Soheila Sedihinia empfand die vergangenen Jahre vor allem infolge privater Schicksalsschläge als schwere Zeit. Ihr Bruder verstarb im Juli 2014 und ihr Vater im November 2014. Mit wöchentlichen Spaziergängen über den Rellinger Friedhof versucht sie, die Verluste zu verarbeiten. „Mir helfen auch Gespräche mit meinen deutschen Freunden“, betont sie.
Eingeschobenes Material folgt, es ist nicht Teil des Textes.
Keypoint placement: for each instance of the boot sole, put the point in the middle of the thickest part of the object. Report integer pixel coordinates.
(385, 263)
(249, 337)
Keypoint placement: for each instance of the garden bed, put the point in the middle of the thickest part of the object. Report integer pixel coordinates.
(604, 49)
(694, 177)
Das Paar Sedihinia besucht schon fast seit vier Jahren wöchentlich die Gottesdienste am Fahlt. „Es ist toll, dass die Gottesdienste von Pastor Hartmut ins Persische übersetzt werden“, freut sich die Iranerin. Das Ehepaar nutzte die Chance, am 21.  August 2016 noch einmal kirchlich in der Kirche am Fahlt zu heiraten. Deutsche und iranische Freunde haben der Hochzeit beigewohnt. Sie veranstalteten gemeinsam in der Kirche ein Mittagessen. „Das war eine ganz tolle Feier“, erinnert sie sich. „Ich bin glücklich, Alireza zu haben. Das ist nicht selbstverständlich“, sagt sie. Er sei ein Mensch, auf den sie sich verlassen könne und der sie bei seelischen Problemen immer wieder aufrichte.

Die studierte It-Programmiererin hat viele Träume. Sie würde gerne eine Ausbildung – beispielsweise im Computerbereich oder auch im sozialen Bereich (Kita) – absolvieren. Soheila Sedihinia bezeichnet allerdings das Lernen des Stoffs in der fremden Sprache als großes Hindernis. Sie arbeitet daran, Schritt für Schritt diesem Ziel näher zu kommen.

Sedihinia schloss in Teheran bereits ein vierjähriges Studium ab, bekam unmittelbar danach allerdings ihre Töchter. Sie hofft auch, dass ihr Mann, ein gelernter Elektroniker, eine Arbeit findet.